The Groan Zone is a phrase coined by Sam Kaner, author of the Facilitator’s Guide to Participatory Decision-Making (affiliate link), a terrific sourcebook for any manager or leader who wants to create inclusive, lasting solutions to complex problems. Kaner points out,
The early rounds of a discussion cover safe, familiar territory. People take positions that reflect conventional wisdom, they rehash well-worn disagreements, and they make proposals for obvious solutions. This is natural—the first ideas we express are the ones we’ve already thought about. When a problem has an obvious solution, it makes sense to close the discussion quickly. Why waste time?
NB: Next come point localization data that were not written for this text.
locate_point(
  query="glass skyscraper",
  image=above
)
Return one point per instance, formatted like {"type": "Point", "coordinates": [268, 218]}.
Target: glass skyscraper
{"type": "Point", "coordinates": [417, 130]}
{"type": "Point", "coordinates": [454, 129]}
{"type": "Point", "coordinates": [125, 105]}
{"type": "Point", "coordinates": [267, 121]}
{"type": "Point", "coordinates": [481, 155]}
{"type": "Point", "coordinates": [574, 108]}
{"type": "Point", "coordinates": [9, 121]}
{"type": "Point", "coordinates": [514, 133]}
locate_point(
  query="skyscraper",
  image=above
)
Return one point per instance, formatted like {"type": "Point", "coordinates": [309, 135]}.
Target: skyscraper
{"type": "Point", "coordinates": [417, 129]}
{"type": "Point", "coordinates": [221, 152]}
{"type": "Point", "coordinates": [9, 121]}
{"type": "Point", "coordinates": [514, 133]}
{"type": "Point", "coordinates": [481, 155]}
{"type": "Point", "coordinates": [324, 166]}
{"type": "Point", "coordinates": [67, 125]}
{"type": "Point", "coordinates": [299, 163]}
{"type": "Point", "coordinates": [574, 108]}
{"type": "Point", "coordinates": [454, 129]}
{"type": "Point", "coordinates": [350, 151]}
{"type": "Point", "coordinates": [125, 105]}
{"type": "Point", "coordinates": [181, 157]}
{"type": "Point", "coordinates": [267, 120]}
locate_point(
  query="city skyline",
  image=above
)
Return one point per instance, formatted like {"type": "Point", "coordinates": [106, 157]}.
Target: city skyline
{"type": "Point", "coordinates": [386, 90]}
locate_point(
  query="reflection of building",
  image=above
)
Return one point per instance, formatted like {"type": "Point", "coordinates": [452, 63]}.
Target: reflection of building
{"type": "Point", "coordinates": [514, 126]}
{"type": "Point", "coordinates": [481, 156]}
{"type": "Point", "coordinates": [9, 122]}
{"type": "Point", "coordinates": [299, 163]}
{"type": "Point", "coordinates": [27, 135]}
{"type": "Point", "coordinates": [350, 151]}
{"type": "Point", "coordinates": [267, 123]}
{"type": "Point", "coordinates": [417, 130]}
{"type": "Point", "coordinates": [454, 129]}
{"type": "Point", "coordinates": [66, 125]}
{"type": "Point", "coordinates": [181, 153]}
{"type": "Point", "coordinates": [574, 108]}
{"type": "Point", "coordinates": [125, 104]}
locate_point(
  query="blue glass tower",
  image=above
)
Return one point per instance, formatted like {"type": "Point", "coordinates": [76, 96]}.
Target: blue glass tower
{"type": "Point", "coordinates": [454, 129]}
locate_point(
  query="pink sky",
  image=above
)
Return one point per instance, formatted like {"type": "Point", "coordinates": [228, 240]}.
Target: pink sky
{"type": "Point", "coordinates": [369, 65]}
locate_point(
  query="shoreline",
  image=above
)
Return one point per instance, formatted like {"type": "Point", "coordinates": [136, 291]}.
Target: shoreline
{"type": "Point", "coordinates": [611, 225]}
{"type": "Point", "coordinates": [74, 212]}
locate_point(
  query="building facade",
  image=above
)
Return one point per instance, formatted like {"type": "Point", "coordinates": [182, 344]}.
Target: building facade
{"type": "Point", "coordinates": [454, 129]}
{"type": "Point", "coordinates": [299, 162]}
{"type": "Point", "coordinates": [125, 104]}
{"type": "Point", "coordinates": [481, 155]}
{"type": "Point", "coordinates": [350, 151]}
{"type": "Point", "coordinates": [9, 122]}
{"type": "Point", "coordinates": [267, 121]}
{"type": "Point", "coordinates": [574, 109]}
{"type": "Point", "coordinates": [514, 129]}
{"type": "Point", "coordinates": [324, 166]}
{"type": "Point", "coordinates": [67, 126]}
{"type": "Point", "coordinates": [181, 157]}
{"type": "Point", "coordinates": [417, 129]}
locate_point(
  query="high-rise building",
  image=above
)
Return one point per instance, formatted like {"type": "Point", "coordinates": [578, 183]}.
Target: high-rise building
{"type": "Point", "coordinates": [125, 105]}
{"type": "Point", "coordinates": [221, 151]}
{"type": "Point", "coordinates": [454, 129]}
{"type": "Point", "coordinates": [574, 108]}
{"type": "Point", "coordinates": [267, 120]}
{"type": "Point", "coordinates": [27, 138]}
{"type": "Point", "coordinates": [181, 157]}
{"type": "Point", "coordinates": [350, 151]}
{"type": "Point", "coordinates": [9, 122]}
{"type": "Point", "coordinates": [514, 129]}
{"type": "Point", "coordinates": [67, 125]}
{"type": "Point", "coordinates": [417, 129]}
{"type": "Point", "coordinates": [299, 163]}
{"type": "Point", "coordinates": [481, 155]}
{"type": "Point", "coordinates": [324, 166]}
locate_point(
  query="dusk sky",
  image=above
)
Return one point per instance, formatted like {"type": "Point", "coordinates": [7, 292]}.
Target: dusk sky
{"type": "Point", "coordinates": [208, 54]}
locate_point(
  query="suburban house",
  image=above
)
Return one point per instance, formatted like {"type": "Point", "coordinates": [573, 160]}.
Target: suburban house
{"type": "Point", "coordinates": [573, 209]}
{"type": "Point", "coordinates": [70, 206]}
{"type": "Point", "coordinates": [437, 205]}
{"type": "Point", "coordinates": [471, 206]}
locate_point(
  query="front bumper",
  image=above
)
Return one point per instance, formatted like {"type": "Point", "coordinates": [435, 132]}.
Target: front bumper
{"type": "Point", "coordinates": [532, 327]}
There’s only one little problem. Most groups try to bring every discussion to closure this quickly….When a group of decision-makers has to wrestle with a difficult problem, they will not succeed in solving it until they break out of the narrow band of familiar options and explore a wider range of possibilities.
…Struggling to understand a wide range of foreign or opposing ideas is not a pleasant experience. Group members can be repetitious, insensitive, defensive, short-tempered…When this occurs, most people don’t have the slightest notion of what’s happening to them. Sometimes the mere act of acknowledging the existence of the Groan Zone can be a significant step for a group to take.
The Groan Zone is the place where too many individuals and groups find themselves thinking, Get me outta here! Yet time spent well and effectively in the Groan Zone makes a huge difference in the quality of the outcome. That’s because, when individual team members learn how to make peace with the Groan Zone, they discover that the Groan Zone is where the best learning, thinking and creativity has its genesis. The gifts of the Groan Zone are these:
- Far better understanding of the complexities of the problem.
- Greater clarity about individual perspectives and the piece of the whole puzzle that each person holds.
- Solutions that are built on the foundation of complex understanding.
- Better use of time spent up front so that time isn’t wasted re-visiting problems that were addressed too quickly.
- Stronger teams better positioned for creative problem-solving.
The best workplace teams aren’t ones without conflict. They’re the ones that understand how to navigate the Groan Zone waters with skill and have taken time to learn how to do it. By making peace with the Groan Zone, they’ve learned how to tap the opportunity offered by the most complex workplace challenges.